Willie R. Tubbs, FISM News

 

Tuesday, President Joe Biden attempted to capitalize on a slight easing of inflation woes in the United States. However, there are indications that Biden’s victory lap might have been premature.

Speaking in the Roosevelt Room of the White House, Biden said a five-month fall in U.S. inflation rates, to a still-high 7.1%, was evidence his economic policy was working.

“Make no mistake — prices are still too high,” Biden said. “We have a lot more work to do. But things are getting better, headed in the right direction.”

The president followed these relatively benign comments with remarks so self-aggrandizing as to beggar belief.

“When I took office, we inherited a nation with a pandemic raging and an economy that was reeling,” Biden said. “We acted quickly and boldly to vaccinate the country and to put in place a — a new economic strategy — a strategy built on an economy that was based on ‘from the bottom up and the middle out.’

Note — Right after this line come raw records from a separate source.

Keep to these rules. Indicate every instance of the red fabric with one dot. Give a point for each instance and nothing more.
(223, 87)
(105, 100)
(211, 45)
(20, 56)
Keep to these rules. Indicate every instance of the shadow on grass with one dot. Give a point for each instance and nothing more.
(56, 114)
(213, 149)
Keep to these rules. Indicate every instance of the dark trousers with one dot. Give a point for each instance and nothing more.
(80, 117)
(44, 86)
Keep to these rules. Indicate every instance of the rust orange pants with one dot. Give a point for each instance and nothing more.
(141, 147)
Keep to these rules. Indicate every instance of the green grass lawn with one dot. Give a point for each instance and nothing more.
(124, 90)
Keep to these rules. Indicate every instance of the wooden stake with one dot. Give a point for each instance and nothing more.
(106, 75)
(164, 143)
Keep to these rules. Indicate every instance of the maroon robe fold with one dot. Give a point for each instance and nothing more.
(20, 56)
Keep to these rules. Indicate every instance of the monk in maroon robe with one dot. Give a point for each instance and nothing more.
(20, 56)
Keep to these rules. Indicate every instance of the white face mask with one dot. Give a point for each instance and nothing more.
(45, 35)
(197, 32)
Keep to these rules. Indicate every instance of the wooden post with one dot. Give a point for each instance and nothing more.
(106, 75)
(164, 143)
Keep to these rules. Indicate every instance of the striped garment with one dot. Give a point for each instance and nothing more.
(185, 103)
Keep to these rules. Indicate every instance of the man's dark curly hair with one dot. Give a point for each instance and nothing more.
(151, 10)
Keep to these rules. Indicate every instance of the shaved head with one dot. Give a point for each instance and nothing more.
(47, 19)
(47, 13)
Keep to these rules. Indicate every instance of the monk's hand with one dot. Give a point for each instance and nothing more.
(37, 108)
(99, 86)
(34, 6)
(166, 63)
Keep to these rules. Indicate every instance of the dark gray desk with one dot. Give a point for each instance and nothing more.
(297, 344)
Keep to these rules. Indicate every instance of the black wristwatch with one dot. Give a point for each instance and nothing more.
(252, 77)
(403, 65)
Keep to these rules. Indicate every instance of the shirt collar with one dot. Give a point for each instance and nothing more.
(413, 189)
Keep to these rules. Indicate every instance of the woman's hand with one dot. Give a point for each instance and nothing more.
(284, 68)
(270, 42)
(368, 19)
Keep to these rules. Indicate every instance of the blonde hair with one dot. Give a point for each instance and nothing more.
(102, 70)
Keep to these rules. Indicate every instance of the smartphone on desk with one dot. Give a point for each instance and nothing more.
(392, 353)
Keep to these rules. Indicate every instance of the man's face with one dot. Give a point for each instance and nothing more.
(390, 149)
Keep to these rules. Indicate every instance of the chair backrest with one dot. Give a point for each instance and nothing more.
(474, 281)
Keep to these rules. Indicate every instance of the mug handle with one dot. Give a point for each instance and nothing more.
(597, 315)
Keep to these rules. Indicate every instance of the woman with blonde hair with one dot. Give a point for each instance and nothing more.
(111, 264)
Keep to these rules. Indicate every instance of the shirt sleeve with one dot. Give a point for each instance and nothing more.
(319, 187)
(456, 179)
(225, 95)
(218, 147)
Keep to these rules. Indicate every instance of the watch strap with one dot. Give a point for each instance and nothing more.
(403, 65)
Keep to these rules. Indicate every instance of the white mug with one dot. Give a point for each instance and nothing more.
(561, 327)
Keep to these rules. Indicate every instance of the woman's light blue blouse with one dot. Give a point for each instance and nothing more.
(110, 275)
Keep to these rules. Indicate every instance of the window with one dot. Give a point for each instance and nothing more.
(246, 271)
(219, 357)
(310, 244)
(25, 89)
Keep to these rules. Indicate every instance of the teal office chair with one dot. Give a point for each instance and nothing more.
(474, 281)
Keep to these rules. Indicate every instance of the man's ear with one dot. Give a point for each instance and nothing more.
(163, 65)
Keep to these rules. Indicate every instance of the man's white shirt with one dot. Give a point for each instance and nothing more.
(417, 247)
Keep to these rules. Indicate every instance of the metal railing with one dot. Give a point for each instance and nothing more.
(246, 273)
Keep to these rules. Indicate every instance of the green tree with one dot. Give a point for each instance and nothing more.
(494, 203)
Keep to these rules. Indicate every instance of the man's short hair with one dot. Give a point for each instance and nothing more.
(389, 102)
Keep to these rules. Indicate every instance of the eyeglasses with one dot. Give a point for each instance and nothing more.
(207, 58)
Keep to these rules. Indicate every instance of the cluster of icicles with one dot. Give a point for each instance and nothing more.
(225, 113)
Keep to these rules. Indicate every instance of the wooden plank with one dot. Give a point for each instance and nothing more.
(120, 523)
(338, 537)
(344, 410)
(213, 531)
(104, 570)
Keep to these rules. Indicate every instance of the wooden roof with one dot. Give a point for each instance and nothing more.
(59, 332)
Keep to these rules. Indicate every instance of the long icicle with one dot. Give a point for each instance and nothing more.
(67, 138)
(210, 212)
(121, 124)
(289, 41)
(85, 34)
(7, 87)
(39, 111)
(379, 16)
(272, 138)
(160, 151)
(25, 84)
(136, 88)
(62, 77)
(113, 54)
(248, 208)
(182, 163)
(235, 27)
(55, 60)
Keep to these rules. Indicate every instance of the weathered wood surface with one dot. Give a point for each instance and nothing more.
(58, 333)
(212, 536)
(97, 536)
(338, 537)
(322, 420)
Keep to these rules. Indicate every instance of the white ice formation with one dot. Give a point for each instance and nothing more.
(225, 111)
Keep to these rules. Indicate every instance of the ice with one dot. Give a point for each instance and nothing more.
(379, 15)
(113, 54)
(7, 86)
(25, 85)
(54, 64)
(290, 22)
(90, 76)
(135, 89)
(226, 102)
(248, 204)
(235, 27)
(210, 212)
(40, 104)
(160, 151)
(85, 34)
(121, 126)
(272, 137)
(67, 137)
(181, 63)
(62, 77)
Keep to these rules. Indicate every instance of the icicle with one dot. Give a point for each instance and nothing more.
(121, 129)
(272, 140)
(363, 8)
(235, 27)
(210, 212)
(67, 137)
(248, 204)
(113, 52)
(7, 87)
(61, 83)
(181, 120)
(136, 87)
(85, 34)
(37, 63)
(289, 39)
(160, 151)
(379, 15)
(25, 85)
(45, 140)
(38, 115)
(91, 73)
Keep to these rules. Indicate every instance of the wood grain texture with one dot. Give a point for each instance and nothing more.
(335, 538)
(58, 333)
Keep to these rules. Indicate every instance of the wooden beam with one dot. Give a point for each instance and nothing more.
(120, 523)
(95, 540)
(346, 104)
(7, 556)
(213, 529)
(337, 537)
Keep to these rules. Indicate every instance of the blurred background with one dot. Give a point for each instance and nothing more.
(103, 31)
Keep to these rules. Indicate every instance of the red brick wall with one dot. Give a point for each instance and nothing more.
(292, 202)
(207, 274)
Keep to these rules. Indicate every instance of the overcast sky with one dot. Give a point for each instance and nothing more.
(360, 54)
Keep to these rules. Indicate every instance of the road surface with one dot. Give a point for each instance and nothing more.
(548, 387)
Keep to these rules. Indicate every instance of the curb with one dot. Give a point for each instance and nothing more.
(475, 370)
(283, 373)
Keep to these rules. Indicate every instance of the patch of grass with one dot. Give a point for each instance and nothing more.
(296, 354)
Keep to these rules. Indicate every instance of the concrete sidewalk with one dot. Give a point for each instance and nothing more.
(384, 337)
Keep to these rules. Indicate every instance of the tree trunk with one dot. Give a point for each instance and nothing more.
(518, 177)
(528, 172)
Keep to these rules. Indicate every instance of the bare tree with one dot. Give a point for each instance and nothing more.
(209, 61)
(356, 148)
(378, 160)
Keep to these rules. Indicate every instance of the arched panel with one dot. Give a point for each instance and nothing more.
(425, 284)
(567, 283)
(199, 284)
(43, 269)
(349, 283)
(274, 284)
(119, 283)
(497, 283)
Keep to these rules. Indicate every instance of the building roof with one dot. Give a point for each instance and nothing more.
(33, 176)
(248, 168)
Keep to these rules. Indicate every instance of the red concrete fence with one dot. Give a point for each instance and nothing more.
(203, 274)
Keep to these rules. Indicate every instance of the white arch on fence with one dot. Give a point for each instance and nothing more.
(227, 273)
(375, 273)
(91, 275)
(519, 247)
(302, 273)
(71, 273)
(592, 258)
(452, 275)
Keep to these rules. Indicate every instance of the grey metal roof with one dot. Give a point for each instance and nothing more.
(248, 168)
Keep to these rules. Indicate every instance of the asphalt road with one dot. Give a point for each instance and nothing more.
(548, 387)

Middle-out economics is a thought process that holds that economies must factor in protections for the middle class. The theory is that if the middle class is left with no money, big businesses will be left with no customers.

The president’s success with inflation and the cost of living over his first two years in office could be better described as bottomed out, as record-high inflation had persisted until only the last five months.

Even now, the rate of inflation can only be celebrated as being not as bad as it could have been or is in other nations. U.S. inflation has merely gone from all-time to standard-issue bad.

According to the Bureau of Labor Statistics’ monthly Consumer Price Index for November, it costs 65.7% more for fuel than a year ago, 15.5% for piped gas, 14.2% for transportation, 13.7% for electricity, and 10.6% for food.

“Democrats’ failed economic policies are CRUSHING American families and WIPING OUT their bank accounts,” Sen. Rick Scott (R-Fla.) tweeted yesterday.

Biden acknowledged that people still face quite the challenge in making ends meet, but he insisted that his “bottom up, middle out” approach, in all its vagueness, was the way forward.

“What is clear is my economic plan is working and we’re just getting started,” Biden said.